CBP cuts Sunday hours at Mariposa port to free officers for border duty
Tuesday, April 2, 2019
WASHINGTON – Customs and Border Protection said it is stopping Sunday inspection of commercial trucks at Nogales in order to shift officers elsewhere on the border, sparking an outcry from produce companies who fear damage to the time-sensitive industry.
The cut comes as the Trump administration has ordered CBP to redeploy 750 officers from ports of entry so they can help Border Patrol agents respond to a surge of immigrants at the southern border.
But business officials said Tuesday that CBP officers are needed at ports of entry, where they can process legal products efficiently and intercept illicit goods. That position was echoed Tuesday in a letter to CBP from Arizona Sens. Kyrsten Sinema and Martha McSally, who said that “reducing port staffing harms security and our economy.”
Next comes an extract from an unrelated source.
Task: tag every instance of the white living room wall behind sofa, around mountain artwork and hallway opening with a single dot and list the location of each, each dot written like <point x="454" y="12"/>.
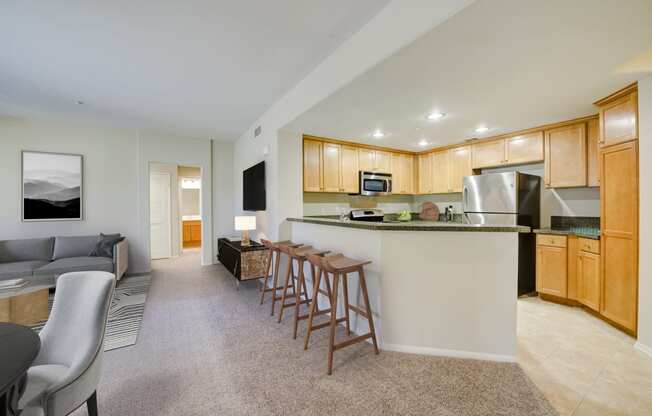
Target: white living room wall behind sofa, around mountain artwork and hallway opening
<point x="116" y="180"/>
“Arizona’s ports play a critical role in preventing narcotics and other illegal goods from entering the country,” said a statement from Sinema’s office on the letter. “Staffing reductions will hurt the agency’s security mission and make Arizona’s families and communities less safe.”
Lance Jungmeyer, president of the Fresh Produce Association of the Americas, said diverting officers has caused “lane closures, delays, disruptions to trade flows, and increased shipping costs.”
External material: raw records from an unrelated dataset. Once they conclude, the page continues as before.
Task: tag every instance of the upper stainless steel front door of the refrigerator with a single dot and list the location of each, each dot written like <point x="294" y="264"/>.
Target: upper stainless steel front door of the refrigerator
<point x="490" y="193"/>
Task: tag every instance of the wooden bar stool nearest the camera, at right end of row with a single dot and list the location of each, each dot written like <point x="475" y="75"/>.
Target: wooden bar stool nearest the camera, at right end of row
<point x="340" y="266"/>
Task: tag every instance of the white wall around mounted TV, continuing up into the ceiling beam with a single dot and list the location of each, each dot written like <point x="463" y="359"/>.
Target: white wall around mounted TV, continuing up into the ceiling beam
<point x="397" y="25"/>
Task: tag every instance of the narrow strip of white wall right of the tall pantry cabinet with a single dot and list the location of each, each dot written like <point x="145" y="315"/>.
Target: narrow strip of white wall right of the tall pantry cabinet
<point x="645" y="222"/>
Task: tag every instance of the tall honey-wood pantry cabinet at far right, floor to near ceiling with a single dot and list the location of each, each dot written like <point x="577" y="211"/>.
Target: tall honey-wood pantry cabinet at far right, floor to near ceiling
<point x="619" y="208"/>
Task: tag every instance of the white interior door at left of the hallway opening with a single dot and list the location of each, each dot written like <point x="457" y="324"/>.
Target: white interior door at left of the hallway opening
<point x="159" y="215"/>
“All of this will negatively impact the U.S. economy while leaving our ports of entry more vulnerable,” Jungmeyer said in a statement.
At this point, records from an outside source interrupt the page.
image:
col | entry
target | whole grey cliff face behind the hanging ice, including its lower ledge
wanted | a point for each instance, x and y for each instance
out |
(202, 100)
The change was announced Friday in a CBP bulletin to businesses that use the Mariposa Port of Entry at Nogales. While Sunday hours there were already shorter than other days, and only offered during the produce high season, CBP said they would be cut entirely beginning April 7 because it is facing “an unprecedented humanitarian and border security crisis.”
The bulletin said that “ports are realigning their workforce and limiting or discontinuing some services” in order to minimize the impact on legitimate trade and travel.
The news is part of a flurry of border-related concerns sparked by President Donald Trump’s threat last week to close the U.S.-Mexico border and cut off aid to Central American countries in hopes of forcing them to stem the migrant problem where it starts.
Critics said a border shutdown between the U.S. and its third-largest trading partner would be an “economic disaster.” Trade between the two countries was just under $616 billion in 2017, according to the Office of the U.S. Trade Representative. Trade between Arizona and Mexico was worth $16.7 billion in 2018.
Trump acknowledged the economic impact of closing the border, but claimed Tuesday that the mere threat has already had an effect.
“Mexico, as you know, has as of yesterday started to apprehend a lot of people at their southern border,” he said. “They’ve literally apprehended thousands of people. And it’s the first time really in decades that this is taking place.”
Despite that, he said he is “ready to close it (the border) if I have to” and that the economic impact would be a consideration, but “security is most important.”
Guillermo Martinez, general manager for Wilson Produce, called Trump’s threats “a lot of talk,” but said the consequences of a closed border would have “tremendous” effect. Even shutting down Mariposa on Sundays will mean “orders not being filled on time,” he said.
“Produce is a very perishable item, so we have to have a very timely chain of logistics. Having this day taken away from us basically prevents us from filling the orders on time,” said Martinez, whose business is in Nogales.
Martinez said closing the Mariposa crossing on Sundays will have a ripple effect on the produce industry in Nogales.
“It can basically put probably 10 to 15 trucks, that we should have that Sunday, back to Monday,” he said. “You’re basically doubling the shift and the work for Monday.”
That, in turn, will affect grocers and consumers, he said.
“By the time it hits (shelves), it could be produce that is no longer good for consuming,” Martinez said.
The cuts comes to an agency that was already understaffed, said Martinez, adding that the produce industry has long asked CBP for “more boots on the ground.” That was echoed by the president of the union that represents CBP officers.
“We’ve been urging Congress for years to increase CBP staffing at the ports,” said a statement from National Treasury Employees Union President Tony Reardon. “Yet there are still 1,600 CBP Officer vacancies and funding is needed to hire an additional 1,900 to meet the agency’s own workload staffing model.”
Those shortfalls were slowing traffic at the ports even before it was announced that officers would be shifted to border duty, Reardon said. But he added that CBP officers are “answering the call to duty” and “they have our support.”
Sinema and McSally wrote in their letter that they “understand the challenges that CBP faces with the recent influx of migrants,” but that “different options must be explored” to combat the surge.
Martinez said that whatever happens, he hopes it does not harm the produce industry.
“The industry has been here for a long, long time, and commerce between Mexico and the U.S. has really brought up a lot of good product and good produce to U.S. consumers,” he said.